Hello there, I’m sort of a newbie here. I am trying to reproduce some of the atari games with R2D2, and I am unable to produce them. I’ve been blocked on this for quite some time and it would be a great help if anyone can help me here.
Thank you.
Here is a guide that many use when approaching these problems. You will have to make your problem more specific! Where do the issues lie? Are you tuning hyper parameters? Which ones? How does your config look?
from ray.rllib.agents.dqn.r2d2 import R2D2_DEFAULT_CONFIG,R2D2Trainer
import gym
from ray.rllib.agents.dqn import DQNTrainer, DEFAULT_CONFIG as DQN_DEFAULT_CONFIG
from ray.rllib.agents.dqn.r2d2_tf_policy import R2D2TFPolicy
from ray.rllib.agents.dqn.r2d2_torch_policy import R2D2TorchPolicy
from ray.rllib.agents.trainer import Trainer
from ray.rllib.policy.policy import Policy
from ray.rllib.utils.annotations import override
from ray.rllib.utils.typing import TrainerConfigDict
print(R2D2Trainer)
R2D2_DEFAULT_CONFIG = Trainer.merge_trainer_configs(
DQN_DEFAULT_CONFIG, # See keys in impala.py, which are also supported.
{
# 'env':'PongNoFrameskip-v4',
'env' : 'PongDeterministic-v4',
# Learning rate for adam optimizer.
"lr": 1e-4,
# Discount factor.
"gamma": 0.997,
# Train batch size (in number of single timesteps).
"train_batch_size": 64 * 20,
# Adam epsilon hyper parameter
"adam_epsilon": 1e-3,
# Run in parallel by default.
"num_workers": 64,
# Batch mode must be complete_episodes.
"batch_mode": "complete_episodes",
# === Replay buffer ===
"replay_buffer_config": {
# For now we don't use the new ReplayBuffer API here
"_enable_replay_buffer_api": False,
"type": "MultiAgentReplayBuffer",
"prioritized_replay": True,
"prioritized_replay_alpha": 0.6,
# Beta parameter for sampling from prioritized replay buffer.
"prioritized_replay_beta": 0.4,
# Epsilon to add to the TD errors when updating priorities.
"prioritized_replay_eps": 1e-6,
# Size of the replay buffer (in sequences, not timesteps).
"capacity": 50000,
'learning_starts': 10000,
# Set automatically: The number
# of contiguous environment steps to
# replay at once.
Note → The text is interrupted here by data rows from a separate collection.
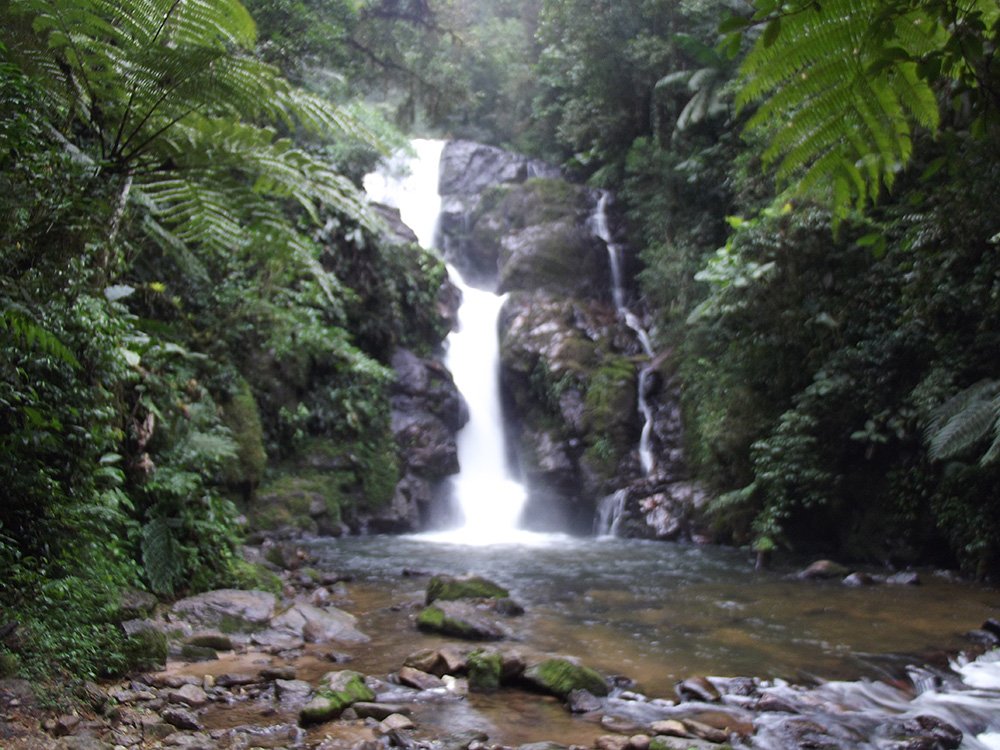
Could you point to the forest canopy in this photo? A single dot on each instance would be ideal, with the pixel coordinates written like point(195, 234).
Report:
point(188, 265)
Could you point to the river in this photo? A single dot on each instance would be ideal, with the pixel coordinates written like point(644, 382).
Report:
point(654, 612)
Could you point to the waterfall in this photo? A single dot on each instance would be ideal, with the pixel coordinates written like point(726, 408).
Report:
point(601, 229)
point(487, 495)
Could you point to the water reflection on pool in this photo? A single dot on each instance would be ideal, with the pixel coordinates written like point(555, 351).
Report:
point(658, 612)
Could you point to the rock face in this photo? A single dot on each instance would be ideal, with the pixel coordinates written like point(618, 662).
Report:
point(427, 411)
point(569, 363)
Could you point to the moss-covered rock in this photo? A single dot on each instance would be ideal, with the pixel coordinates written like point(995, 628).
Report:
point(448, 588)
point(560, 677)
point(145, 650)
point(460, 619)
point(485, 670)
point(339, 691)
point(242, 417)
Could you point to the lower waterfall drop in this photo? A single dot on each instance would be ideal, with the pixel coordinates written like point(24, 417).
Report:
point(487, 495)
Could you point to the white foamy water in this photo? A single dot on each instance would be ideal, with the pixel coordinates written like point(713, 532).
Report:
point(488, 497)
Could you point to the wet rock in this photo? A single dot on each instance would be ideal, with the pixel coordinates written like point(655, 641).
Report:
point(192, 741)
point(669, 728)
point(561, 256)
point(278, 673)
point(771, 703)
point(338, 691)
point(461, 619)
point(318, 625)
point(235, 679)
point(992, 626)
point(135, 604)
point(292, 691)
point(697, 689)
point(277, 736)
point(420, 680)
point(823, 569)
point(181, 718)
point(395, 723)
point(189, 695)
point(379, 711)
point(65, 724)
point(189, 652)
point(461, 740)
point(485, 670)
point(611, 742)
point(858, 579)
point(449, 588)
point(212, 639)
point(427, 660)
point(560, 677)
point(583, 702)
point(922, 733)
point(678, 743)
point(227, 609)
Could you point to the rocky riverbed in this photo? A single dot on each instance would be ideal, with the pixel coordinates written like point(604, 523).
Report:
point(245, 669)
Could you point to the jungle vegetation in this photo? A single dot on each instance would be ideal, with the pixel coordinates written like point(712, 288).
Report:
point(810, 190)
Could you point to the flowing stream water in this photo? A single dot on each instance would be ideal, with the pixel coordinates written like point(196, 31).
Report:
point(656, 612)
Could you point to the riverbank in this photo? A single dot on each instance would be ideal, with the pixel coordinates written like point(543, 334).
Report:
point(257, 676)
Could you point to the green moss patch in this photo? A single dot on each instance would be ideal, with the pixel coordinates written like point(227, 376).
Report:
point(560, 677)
point(447, 588)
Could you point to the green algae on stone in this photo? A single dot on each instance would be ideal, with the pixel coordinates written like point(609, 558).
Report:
point(342, 690)
point(485, 668)
point(447, 588)
point(560, 677)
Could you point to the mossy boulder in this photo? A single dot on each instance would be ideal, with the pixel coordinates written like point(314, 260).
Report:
point(339, 691)
point(448, 588)
point(460, 619)
point(485, 670)
point(145, 650)
point(242, 417)
point(560, 677)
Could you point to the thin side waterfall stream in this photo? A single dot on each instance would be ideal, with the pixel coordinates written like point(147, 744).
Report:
point(655, 612)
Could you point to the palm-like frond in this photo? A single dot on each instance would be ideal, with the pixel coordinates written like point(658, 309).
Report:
point(964, 421)
point(838, 112)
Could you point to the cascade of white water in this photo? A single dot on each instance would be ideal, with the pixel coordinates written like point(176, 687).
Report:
point(488, 497)
point(601, 229)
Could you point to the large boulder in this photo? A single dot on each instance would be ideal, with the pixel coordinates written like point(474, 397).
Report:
point(561, 256)
point(427, 411)
point(462, 619)
point(470, 173)
point(229, 610)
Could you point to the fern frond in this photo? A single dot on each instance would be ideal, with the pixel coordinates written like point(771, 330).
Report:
point(161, 555)
point(838, 117)
point(964, 420)
point(33, 336)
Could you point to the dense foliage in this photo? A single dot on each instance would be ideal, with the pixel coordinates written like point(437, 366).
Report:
point(809, 187)
point(193, 295)
point(187, 273)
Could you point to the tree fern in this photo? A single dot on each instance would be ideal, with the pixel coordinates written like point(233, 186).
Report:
point(162, 555)
point(965, 421)
point(171, 96)
point(838, 102)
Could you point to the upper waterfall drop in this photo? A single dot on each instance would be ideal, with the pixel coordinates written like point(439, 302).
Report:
point(487, 495)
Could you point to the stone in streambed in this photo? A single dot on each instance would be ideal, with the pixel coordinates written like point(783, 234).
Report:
point(462, 620)
point(229, 610)
point(485, 669)
point(823, 569)
point(420, 680)
point(560, 677)
point(698, 689)
point(339, 692)
point(449, 588)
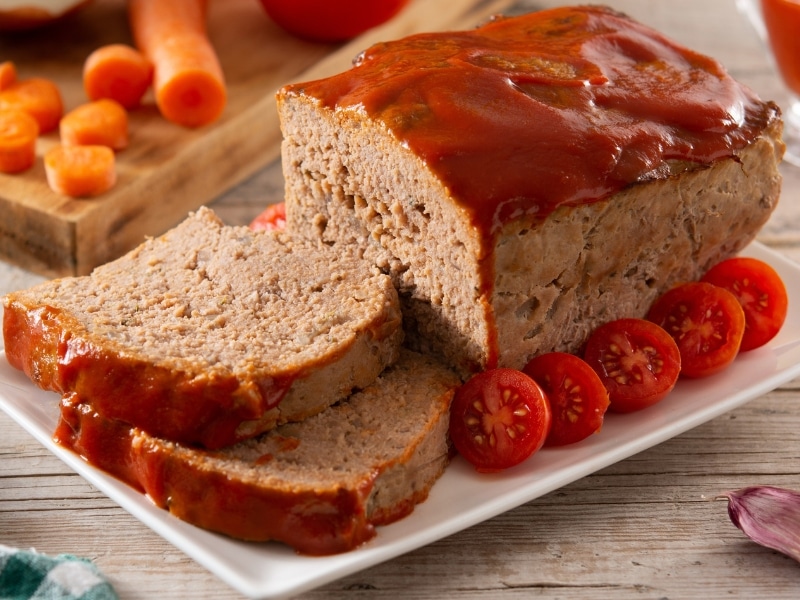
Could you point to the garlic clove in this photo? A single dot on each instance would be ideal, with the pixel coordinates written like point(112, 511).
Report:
point(769, 516)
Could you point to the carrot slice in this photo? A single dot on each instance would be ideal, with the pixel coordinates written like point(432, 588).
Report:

Will be calculated via
# model->max_seq_len + burn_in.
# Do not set this to any valid value!
"replay_sequence_length": -1,
},
'model':{
'use_lstm':True
},
"rollout_fragment_length":4,
# If True, assume a zero-initialized state input (no matter where in
# the episode the sequence is located).
# If False, store the initial states along with each SampleBatch, use
# it (as initial state when running through the network for training),
# and update that initial state during training (from the internal
# state outputs of the immediately preceding sequence).
"zero_init_states": True,
# If > 0, use the `burn_in` first steps of each replay-sampled sequence
# (starting either from all 0.0-values if `zero_init_state=True` or
# from the already stored values) to calculate an even more accurate
# initial states for the actual sequence (starting after this burn-in
# window). In the burn-in case, the actual length of the sequence
# used for loss calculation is `n - burn_in` time steps
# (n=LSTM’s/attention net’s max_seq_len).
"burn_in": 0,
# Whether to use the h-function from the paper [1] to scale target
# values in the R2D2-loss function:
# h(x) = sign(x)(|x| + 1 − 1) + εx
"use_h_function": True,
# The epsilon parameter from the R2D2 loss function (only used
# if `use_h_function`=True.
"h_function_epsilon": 1e-3,
# Update the target network every `target_network_update_freq` steps.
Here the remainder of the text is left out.